USB Connectors-Tips and How they Work
The USB has come a long way since its establishment in 1995 with its main purpose being to ease the way consumers controlled peripherals and transferred data. Before its creation, the main interfaces used were parallel and serial connectors, both using different protocols to transfer data and control peripherals. These connectors were often cumbersome and required lining up several pins to fit the holes in the female end connectors. They also offered slower data transfer rates as compared to the USB connector.
USB is an abbreviation that stands for Universal Serial Bus. The USB connectors are mainly used to connect different kinds of USB cables with all standard compatible USB port. Primarily, USB cables are used for data transfer. The data transfer speeds may vary from 12Mbps in version 1.1 and up to 480 Mbps in version 2.0. USB ports also can be used to connect numerous computer accessories by replacing their specific cables with USB connectors.
The Working Mechanism of the USB
USB devices need low to medium bandwidths, and it is possible to plug them in and remove when the system is still functioning. Whenever the system enters the power saving mode, the USB device is automatically put into the sleeping mode. Once the system has been powered on, it enquires all the devices and allocates an address for the devices connected. Then, the computer will find out from each of the devices the type of data transfer it has to perform.

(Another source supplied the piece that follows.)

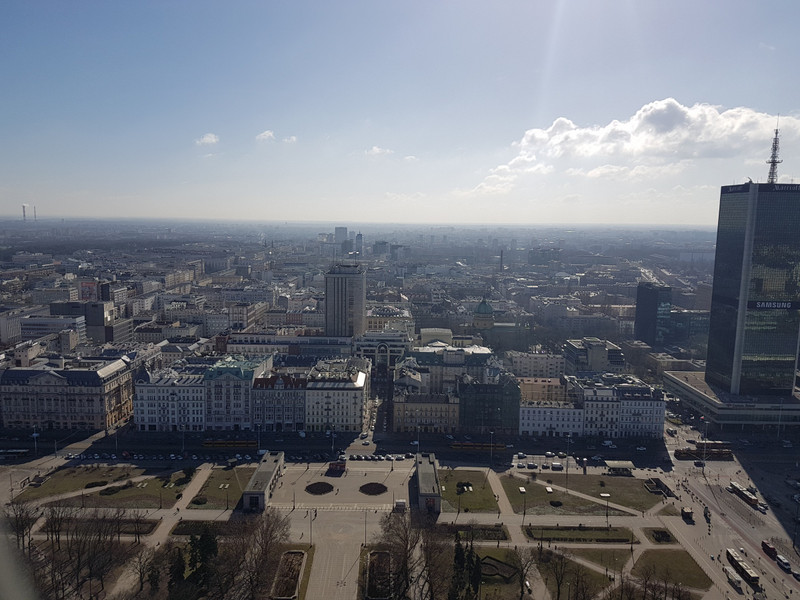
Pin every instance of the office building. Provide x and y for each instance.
(653, 306)
(345, 300)
(755, 301)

You don’t have to switch off or restart the system to remove the USB device.
The USB allows you the chance of being able to connect with up to 127 devices on your computer. Most devices will have the USB connector at their back, but there are some computers which have it on their front. Once you plug in, the operating system automatically searches and detects the new device. Incase you have the driver disk, make sure that you insert it once the operating system asks you to do so. If you had installed the device prior, the system will start interacting with it on plugging. USB devices come with their inbuilt cable and have an “A” connection on it. In the absence of the inbuilt cable, the device accepts a USB “B” connector. Type “A” connectors head upstream while the “B” connectors head downstream and link devices. To avoid the confusion the standard USB Uses both “A” and “B” connectors.
The USB has replaced many interfaces that have been used in the past like the parallel and the serial ports as well as the individual power chargers for portable devices. USB connectors are now commonly used with devices like network adapters and portable media players as well as video game consoles and smartphones.